Lucky enough, a new technology emerged in repairing sewer pipes without damaging landscaping. It’s called trenchless pipe relining. Others termed it as cured-in-place-pipe (CIPP), no-dig, or trenchless technology. Let’s check when do we need trenchless pipe relining and how such innovation works.

What is Trenchless Pipe Relining?

Trenchless pipe relining is a method of repairing or replacing sewer and water pipes by inserting a new pipe. Trenchless technology is a technique of replacing underground infrastructure without causing disturbance to the ground above it. That means little to no diggings at all.

While lining is the method of creating a pipe-within-a-pipe. The new pipe is made of a special epoxy that can traverse the missing sections of a broken or old pipe.

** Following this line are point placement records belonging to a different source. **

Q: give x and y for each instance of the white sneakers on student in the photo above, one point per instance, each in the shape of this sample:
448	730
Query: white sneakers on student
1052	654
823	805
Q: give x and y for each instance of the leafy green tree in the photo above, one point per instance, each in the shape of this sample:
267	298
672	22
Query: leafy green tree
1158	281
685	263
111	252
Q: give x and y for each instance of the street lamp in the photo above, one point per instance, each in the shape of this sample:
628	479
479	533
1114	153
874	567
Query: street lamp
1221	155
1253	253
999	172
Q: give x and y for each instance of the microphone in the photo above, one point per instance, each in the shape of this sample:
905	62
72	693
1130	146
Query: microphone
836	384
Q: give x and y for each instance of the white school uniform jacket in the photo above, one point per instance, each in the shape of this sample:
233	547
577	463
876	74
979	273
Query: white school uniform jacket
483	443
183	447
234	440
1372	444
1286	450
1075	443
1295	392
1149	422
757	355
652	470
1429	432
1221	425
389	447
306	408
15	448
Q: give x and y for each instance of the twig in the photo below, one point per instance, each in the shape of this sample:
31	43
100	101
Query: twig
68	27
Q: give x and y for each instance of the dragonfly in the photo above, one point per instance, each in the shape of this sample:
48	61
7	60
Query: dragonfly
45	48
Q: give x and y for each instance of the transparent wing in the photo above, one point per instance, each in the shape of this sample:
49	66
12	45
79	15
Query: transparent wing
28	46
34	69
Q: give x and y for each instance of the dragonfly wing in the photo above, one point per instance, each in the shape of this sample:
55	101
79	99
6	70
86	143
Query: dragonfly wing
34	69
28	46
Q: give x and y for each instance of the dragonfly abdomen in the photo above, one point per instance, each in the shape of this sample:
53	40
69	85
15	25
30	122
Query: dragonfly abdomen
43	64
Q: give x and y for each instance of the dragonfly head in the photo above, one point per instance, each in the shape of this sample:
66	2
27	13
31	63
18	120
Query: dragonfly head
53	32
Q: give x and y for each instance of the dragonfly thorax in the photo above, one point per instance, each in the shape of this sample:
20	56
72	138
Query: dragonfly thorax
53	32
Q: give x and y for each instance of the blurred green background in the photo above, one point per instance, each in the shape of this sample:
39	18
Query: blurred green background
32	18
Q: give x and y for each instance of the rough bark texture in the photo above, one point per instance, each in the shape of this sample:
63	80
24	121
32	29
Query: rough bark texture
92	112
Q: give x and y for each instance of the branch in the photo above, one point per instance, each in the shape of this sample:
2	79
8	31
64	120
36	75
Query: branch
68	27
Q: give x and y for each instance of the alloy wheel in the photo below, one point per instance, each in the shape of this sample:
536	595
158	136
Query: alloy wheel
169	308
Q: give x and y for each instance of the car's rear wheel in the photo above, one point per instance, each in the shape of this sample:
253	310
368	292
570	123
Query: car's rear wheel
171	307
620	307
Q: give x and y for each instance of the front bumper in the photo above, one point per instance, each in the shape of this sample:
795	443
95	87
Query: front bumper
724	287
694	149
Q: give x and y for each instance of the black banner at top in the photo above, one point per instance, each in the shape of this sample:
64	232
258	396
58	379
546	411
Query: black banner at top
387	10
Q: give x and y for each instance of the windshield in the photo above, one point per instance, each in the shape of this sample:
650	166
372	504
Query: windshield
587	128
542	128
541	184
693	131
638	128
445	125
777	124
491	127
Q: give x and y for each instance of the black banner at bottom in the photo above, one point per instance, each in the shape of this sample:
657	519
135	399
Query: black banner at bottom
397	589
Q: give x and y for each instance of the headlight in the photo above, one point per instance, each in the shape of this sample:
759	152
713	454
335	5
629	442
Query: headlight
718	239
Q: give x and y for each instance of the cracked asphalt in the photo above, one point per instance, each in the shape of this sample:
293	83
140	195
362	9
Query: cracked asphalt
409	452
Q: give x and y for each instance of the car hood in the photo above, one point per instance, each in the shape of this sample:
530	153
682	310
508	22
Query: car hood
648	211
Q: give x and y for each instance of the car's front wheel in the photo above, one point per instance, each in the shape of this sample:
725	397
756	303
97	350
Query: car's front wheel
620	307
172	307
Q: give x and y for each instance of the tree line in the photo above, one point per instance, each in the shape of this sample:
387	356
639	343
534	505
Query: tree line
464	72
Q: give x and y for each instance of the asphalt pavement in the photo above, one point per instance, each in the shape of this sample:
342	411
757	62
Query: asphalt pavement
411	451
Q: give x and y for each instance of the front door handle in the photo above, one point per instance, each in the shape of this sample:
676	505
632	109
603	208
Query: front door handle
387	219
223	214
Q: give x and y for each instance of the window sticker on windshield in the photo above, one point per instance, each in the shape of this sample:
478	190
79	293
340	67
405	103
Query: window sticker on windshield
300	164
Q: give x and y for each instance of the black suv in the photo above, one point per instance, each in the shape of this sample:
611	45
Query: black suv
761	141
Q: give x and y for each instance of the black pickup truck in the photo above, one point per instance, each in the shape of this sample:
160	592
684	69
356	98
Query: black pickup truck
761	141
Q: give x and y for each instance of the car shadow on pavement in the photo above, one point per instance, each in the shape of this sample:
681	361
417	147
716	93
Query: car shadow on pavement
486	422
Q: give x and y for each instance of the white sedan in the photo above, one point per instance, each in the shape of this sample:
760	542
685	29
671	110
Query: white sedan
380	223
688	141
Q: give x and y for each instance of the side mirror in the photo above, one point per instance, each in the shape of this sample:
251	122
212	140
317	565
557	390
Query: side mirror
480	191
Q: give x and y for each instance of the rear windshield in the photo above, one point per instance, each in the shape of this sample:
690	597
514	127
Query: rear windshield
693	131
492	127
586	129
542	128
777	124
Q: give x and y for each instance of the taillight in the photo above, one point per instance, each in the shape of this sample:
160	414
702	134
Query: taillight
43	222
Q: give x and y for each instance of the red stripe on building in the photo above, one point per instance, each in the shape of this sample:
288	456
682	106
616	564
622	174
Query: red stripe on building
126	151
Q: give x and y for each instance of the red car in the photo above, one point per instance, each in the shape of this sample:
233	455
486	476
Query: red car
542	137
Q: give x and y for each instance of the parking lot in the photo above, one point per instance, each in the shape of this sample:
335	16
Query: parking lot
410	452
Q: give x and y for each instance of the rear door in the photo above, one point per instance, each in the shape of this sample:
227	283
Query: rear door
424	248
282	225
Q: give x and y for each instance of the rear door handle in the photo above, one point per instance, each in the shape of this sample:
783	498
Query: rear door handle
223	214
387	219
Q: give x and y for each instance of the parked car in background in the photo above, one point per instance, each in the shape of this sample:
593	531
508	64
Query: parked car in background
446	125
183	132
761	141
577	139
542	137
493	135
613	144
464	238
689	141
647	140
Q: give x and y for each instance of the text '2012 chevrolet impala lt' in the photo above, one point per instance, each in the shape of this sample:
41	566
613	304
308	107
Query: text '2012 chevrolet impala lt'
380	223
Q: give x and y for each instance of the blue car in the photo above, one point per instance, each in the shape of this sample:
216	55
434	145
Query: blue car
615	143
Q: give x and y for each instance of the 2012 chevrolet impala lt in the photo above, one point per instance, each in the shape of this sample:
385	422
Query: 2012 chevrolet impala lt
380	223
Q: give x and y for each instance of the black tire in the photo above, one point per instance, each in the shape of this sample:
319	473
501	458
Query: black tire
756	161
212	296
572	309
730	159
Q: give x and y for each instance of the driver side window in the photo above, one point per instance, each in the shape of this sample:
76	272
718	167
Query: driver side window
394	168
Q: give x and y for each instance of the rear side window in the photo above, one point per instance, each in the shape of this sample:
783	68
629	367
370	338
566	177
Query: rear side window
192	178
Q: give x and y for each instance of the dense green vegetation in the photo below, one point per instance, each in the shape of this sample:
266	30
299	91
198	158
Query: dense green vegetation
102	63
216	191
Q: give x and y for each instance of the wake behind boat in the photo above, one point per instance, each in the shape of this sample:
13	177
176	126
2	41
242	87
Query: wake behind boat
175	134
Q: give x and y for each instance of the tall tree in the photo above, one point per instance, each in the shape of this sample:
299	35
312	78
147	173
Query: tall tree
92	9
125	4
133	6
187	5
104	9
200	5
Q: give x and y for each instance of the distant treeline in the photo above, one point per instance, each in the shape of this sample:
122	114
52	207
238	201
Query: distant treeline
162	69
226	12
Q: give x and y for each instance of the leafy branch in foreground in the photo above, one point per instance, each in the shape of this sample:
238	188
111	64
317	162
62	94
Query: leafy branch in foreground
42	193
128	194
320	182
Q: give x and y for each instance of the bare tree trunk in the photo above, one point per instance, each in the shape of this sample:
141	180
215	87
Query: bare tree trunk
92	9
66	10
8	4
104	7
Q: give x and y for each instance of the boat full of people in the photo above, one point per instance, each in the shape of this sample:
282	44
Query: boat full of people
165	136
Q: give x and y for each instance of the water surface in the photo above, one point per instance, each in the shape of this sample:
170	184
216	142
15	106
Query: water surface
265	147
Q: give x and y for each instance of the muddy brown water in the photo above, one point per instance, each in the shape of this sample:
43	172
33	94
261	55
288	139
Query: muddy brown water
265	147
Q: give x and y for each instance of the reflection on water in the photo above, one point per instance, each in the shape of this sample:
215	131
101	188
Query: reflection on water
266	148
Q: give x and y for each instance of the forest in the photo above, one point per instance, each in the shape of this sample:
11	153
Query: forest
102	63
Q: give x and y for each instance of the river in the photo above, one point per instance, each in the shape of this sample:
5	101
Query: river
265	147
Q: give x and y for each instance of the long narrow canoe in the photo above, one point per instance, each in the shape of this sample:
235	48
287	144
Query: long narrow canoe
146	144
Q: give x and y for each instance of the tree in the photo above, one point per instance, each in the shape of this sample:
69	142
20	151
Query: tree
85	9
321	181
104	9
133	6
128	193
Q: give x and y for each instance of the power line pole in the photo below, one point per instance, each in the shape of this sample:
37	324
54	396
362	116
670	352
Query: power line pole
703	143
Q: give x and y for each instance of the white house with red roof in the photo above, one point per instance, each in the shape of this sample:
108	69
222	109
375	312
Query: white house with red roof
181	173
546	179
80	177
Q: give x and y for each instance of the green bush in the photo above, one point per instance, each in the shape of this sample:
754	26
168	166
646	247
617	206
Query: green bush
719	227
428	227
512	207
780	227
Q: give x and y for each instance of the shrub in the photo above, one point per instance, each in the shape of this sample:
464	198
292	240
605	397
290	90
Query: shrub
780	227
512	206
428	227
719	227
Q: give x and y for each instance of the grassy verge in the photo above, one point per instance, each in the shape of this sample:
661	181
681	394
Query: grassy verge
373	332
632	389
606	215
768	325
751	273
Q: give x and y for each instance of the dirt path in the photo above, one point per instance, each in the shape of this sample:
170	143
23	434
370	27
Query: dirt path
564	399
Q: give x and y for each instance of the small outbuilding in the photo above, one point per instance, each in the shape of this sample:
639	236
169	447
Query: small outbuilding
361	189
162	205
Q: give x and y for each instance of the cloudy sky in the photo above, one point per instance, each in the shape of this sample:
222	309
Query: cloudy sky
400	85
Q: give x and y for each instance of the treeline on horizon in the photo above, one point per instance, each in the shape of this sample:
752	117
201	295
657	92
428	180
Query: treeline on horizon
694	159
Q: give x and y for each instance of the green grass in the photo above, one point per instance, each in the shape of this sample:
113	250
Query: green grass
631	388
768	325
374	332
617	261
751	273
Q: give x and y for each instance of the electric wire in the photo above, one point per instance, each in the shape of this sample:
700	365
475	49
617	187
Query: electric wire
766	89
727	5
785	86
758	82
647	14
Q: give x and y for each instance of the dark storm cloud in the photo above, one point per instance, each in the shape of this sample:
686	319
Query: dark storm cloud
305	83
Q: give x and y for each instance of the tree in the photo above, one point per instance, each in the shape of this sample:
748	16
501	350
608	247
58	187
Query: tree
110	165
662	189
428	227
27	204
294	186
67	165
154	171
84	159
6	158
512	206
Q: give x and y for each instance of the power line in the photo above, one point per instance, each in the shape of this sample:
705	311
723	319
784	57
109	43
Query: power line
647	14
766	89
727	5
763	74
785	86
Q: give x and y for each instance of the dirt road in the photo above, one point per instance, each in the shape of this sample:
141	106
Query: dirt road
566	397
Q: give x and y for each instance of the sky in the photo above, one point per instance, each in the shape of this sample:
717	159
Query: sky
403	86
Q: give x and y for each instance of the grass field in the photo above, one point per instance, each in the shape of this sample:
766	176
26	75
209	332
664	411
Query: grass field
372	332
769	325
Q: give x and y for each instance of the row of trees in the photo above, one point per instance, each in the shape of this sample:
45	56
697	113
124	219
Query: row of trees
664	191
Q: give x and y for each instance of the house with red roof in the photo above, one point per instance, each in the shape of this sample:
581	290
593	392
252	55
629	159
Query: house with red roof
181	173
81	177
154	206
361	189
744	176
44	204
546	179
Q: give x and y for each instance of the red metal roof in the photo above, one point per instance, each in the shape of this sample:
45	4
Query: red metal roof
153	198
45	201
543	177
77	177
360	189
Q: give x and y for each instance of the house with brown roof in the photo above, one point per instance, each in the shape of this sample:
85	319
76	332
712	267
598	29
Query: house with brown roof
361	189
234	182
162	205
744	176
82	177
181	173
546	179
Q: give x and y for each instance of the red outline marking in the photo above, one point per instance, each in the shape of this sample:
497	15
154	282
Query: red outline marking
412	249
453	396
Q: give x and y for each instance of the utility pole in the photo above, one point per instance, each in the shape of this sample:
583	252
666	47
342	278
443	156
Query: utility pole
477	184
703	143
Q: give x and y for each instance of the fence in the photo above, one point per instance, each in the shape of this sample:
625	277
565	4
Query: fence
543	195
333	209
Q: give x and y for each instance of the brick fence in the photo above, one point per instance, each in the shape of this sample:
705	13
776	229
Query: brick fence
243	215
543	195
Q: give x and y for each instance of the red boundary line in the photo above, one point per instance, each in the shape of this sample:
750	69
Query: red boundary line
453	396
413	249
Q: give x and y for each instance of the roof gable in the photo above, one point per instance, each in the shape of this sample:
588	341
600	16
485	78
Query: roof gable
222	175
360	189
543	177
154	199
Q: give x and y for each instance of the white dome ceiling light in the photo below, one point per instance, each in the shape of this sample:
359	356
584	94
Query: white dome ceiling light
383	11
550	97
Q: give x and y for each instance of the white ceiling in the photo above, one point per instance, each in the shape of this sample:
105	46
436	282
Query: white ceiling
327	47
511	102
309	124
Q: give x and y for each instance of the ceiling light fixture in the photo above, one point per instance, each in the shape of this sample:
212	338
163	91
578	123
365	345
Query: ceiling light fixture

The inside diameter of the pipe is slightly reduced but is impervious to outside damage and root intrusion.

How Does Trenchless Pipe Relining Work?

Trenchless pipe relining is a 9-step sewer and water pipe repair or replacement process.

Step 1 – Knowing the Issue

The first step is to discover the issue. A CCTV camera is inserted inside the plumbing or sewer system to examine the extent and location of the damage or damages. This is also to know if the procedure qualifies as a solution to the problem.

Even though trenchless pipe relining addresses almost all piping problems, there are cases where it won’t be effective. These include a busted pipe or when pipes are blocked and overlapped with each other.

Step 2 – Cleaning the Pipeline

The second step is cleaning the inside of a pipeline. Using a hydro-jet, a high pressure of water is released inside the pipeline to remove the grease and oils inside the pipes. It is crucial to perform the second step properly because the epoxy resin won’t be able to bond with the broken or old pipe if there are greases and oil present within it.

Steps 3 & 4 – Measuring and Cutting

The third step is measuring the needed lining to repair or replace the pipe. On the fourth step, the liner is then cut according to the needed measurement and assembled in a calibration tube. The calibration tube is commonly made of fibreglass or polyester. It’s where the specialist mixed the epoxy resin.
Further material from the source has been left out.